# Need Help...Goat/Sheep Shelter Plans?...



## Cashs Cowgirl (Jan 26, 2006)

I am in need of some simple plans for moveable Goat/Sheep shelters. I will have 4-6 rotational paddocks for our 'herd' and wanted to make some inexpensive shelters to use. Mainly one that I could drag around on skids or a couple of ones to use between 2-3 paddocks so I don't have to move them so far. I don't mind my goats staying out in the paddocks as I am planning on having two LGD's out there with them. Anyone have any plans or ideas on what I could build. As of right now I have one small shed I can share between two paddocks, but it's not real big. I really want a nice pole barn...anyone want to come help me build one!? LOL! Thanks in advance!


----------



## Cat (Jun 19, 2004)

I don't know a thing about building shelters, although I'm great at picking out ones I want!

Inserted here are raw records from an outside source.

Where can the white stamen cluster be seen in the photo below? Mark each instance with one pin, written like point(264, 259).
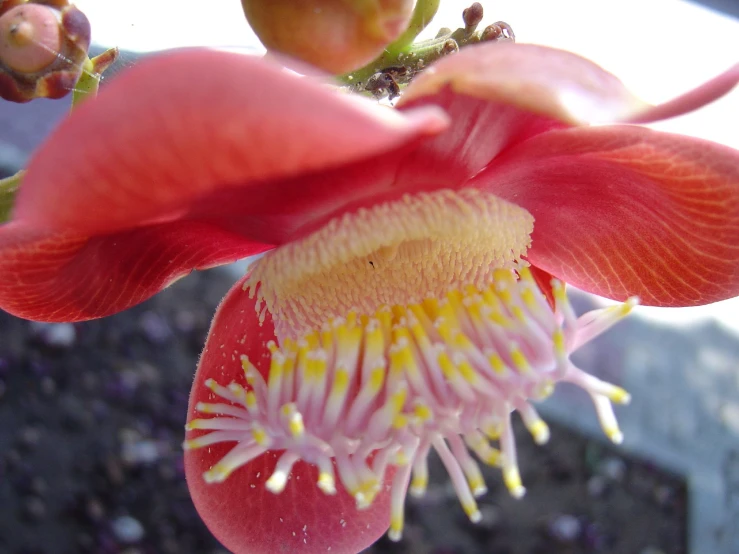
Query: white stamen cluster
point(365, 393)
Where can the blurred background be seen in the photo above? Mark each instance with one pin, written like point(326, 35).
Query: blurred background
point(93, 413)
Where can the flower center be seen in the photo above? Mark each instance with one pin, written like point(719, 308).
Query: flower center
point(398, 253)
point(366, 392)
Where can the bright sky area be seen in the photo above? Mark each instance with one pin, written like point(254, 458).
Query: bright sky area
point(659, 48)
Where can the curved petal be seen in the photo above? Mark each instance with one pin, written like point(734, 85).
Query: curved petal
point(623, 211)
point(179, 126)
point(500, 94)
point(241, 512)
point(691, 100)
point(54, 277)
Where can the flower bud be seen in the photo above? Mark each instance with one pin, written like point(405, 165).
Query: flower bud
point(43, 46)
point(334, 35)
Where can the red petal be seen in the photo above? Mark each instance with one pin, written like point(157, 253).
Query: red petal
point(241, 512)
point(500, 94)
point(623, 211)
point(180, 126)
point(551, 83)
point(51, 277)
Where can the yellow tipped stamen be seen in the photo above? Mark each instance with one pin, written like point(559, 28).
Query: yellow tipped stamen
point(512, 480)
point(540, 432)
point(519, 361)
point(370, 393)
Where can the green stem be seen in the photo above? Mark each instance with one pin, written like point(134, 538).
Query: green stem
point(8, 190)
point(423, 13)
point(89, 81)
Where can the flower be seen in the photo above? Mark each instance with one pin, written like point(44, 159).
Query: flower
point(406, 301)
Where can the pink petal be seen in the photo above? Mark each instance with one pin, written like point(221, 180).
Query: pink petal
point(241, 512)
point(180, 126)
point(500, 94)
point(623, 211)
point(62, 277)
point(691, 100)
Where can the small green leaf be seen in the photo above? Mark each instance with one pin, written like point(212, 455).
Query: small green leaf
point(8, 189)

That said, there is a company that makes these very nice looking portable shelters, Port-a-hut, I believe they're on skids and can be customized. http://www.port-a-hut.com/original.htm

An idea, even though not specifically what you've asked for...


----------



## kesoaps (Dec 18, 2004)

Calf hutches work as well. If you can find them used, perhaps with cracks, you could likely pick them up pretty cheap or even free. As Red Green says, duct tape fixes everything


----------



## MommaSasquatch (Dec 5, 2005)

I asked about this recently too. Got some good suggestions. I've decided on cattle panel quonset-type shelters as the cheapest and easiest.

Kesoaps- it's nice to see another Red Green fan! We don't get him on TV, but fortunately our library has a few videos. Good clean fun, and where would we be without the handyman's secret weapon?


----------



## kesoaps (Dec 18, 2004)

I may not find him handsome, but I do find him handy


----------



## MommaSasquatch (Dec 5, 2005)

:rotfl:


----------



## frazzlehead (Aug 23, 2005)

I made one out of fence posts pounded just a little ways into the ground, tied together with crossbeams, roofed with leftover metal roofing, and sided with scrap lumber.

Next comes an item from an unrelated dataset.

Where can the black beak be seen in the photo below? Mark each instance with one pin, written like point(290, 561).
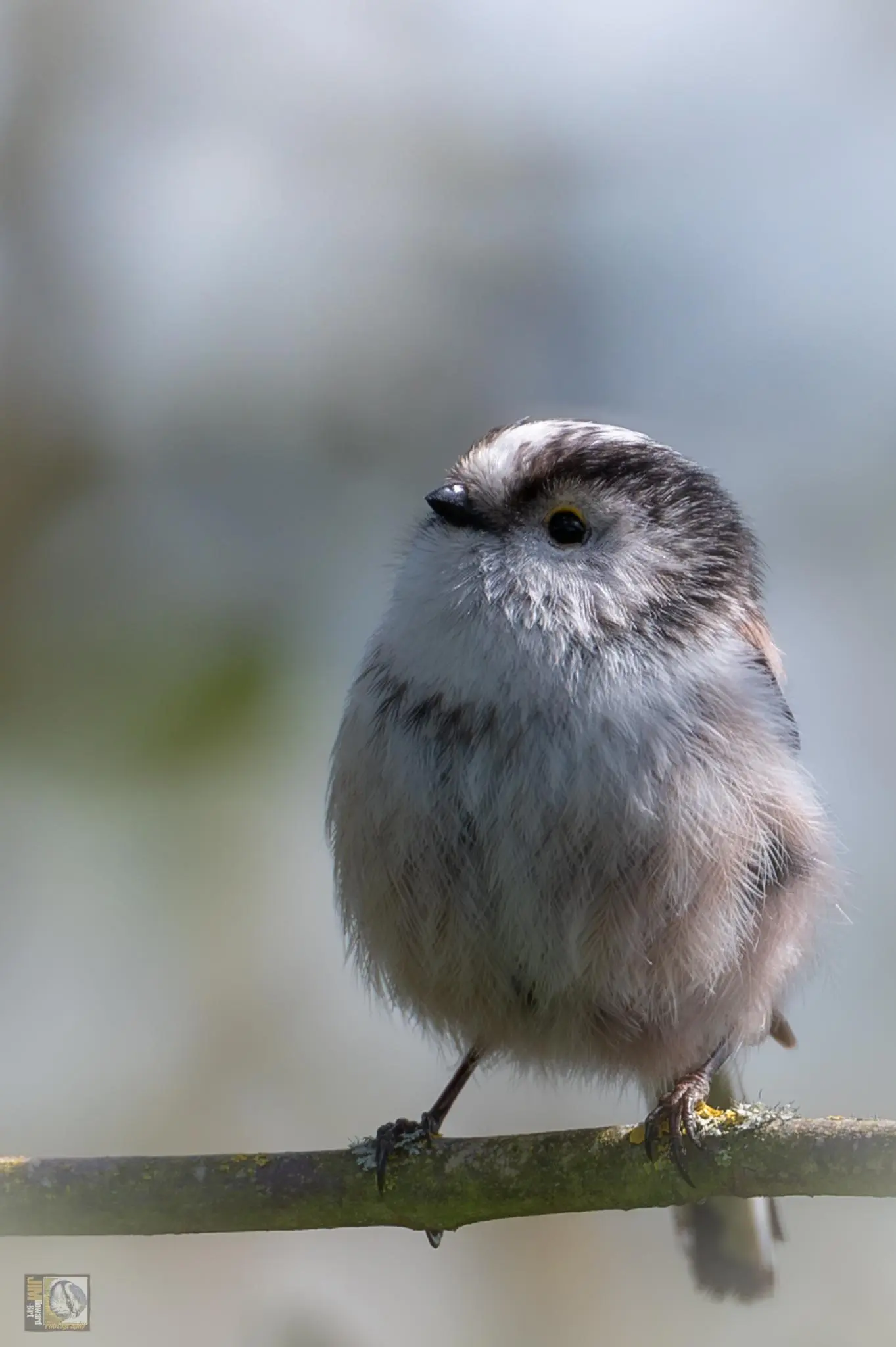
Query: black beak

Not very portable, but if you built it on a skid it could be dragged, or if you made the sides in such a way that you could unbolt them and pull the roof off, you could dismantle and reconstruct. However, they were easy enough to build (and cheap, really!), so if it was me I'd just build one in each paddock and save myself the bother of moving it! 

See this thread for a picture. 
http://www.homesteadingtoday.com/showthread.php?t=133612&highlight=frazzlehead's+sheep+shelter


----------



## Terry W (Mar 10, 2006)

I found a plan for a small calf hutch in a book on building small sheds and outbuildings-- basically a square box-- cost less than 65 dollars in materials to make....


----------



## Somerhill (Dec 13, 2005)

We have a Portahut, and they are nice and last a long time.

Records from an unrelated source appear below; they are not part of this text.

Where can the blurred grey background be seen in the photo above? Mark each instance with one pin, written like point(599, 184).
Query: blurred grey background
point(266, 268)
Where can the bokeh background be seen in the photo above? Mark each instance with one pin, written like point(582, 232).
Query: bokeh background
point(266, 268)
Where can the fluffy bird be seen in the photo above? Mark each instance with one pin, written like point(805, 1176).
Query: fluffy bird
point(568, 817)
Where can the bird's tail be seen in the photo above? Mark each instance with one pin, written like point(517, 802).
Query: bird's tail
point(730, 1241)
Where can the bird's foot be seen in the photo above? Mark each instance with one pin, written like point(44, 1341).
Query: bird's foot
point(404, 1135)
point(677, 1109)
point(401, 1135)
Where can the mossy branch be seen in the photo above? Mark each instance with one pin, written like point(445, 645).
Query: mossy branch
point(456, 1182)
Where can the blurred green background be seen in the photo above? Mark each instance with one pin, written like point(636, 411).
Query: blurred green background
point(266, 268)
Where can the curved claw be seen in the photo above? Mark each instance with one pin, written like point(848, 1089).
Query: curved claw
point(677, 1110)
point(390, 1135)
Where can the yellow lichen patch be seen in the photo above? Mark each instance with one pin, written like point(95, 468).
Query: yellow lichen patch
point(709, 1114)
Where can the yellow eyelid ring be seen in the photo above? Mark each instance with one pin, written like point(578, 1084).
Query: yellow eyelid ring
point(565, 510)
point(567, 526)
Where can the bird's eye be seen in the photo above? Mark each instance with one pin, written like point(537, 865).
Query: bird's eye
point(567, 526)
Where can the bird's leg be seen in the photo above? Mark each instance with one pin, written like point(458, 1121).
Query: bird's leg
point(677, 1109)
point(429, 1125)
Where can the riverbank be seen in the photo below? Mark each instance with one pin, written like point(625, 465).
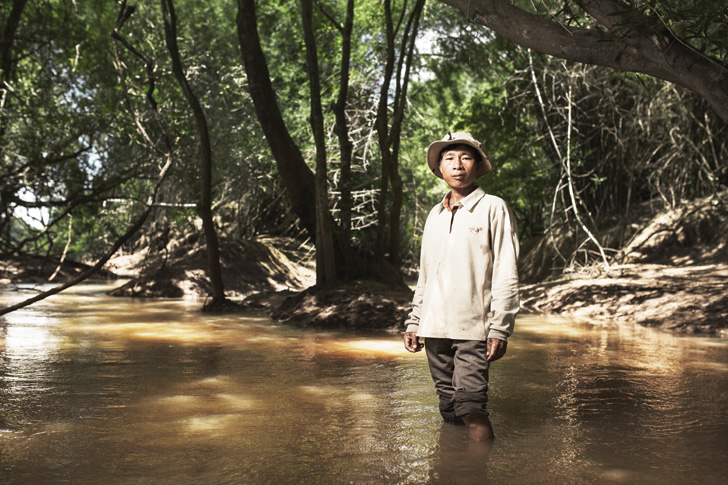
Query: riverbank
point(686, 298)
point(690, 299)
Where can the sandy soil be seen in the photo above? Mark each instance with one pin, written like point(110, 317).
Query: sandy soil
point(689, 299)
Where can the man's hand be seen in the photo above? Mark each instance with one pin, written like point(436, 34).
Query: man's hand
point(411, 342)
point(496, 348)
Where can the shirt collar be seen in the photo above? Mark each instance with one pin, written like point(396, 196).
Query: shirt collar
point(468, 202)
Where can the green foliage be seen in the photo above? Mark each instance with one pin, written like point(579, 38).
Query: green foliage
point(68, 142)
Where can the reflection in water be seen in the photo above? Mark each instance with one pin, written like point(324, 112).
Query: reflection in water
point(95, 389)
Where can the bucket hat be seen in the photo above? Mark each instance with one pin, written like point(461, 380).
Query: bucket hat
point(456, 138)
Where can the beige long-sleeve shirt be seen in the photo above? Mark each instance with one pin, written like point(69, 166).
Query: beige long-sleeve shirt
point(468, 283)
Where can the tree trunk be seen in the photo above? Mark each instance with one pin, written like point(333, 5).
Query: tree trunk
point(325, 258)
point(654, 51)
point(341, 128)
point(388, 136)
point(296, 176)
point(213, 247)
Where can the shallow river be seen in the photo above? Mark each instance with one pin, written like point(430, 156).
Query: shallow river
point(95, 389)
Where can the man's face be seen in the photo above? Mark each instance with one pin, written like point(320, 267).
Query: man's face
point(459, 167)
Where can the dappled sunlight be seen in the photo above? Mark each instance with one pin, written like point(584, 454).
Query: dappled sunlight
point(164, 385)
point(374, 347)
point(210, 423)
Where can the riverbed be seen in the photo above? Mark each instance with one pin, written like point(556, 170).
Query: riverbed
point(95, 389)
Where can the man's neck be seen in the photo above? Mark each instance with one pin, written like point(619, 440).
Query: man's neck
point(458, 194)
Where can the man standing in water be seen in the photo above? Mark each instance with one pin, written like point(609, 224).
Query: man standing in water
point(466, 299)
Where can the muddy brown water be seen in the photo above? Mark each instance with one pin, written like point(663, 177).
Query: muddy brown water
point(96, 389)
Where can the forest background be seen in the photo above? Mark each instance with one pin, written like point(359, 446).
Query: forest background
point(169, 126)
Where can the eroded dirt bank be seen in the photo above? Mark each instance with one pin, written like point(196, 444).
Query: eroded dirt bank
point(673, 275)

For cheap - try driving two T-posts into the ground, then bend a cattle panel in an upside-down U shape fastened to them, and drive 2 more posts on the other end to hold the U shape. Then put a tarp over the cattle panel. You can put 1/2 panel on one side with a tarp to block the wind, or pile up some hay or straw bales along one side. You can hang hay and grain feeders on both legs of the U if you want. 

Then if you want to move them, I guess you could either tear them down, or even build a square frame on the ground with landscape timbers, and staple the cattle panels to them. I think it would be wise to stake down a couple corners if you are in a windy area so it would not blow over and hurt someone.

Lisa at Somerhill
www.somerhillfarm.com


----------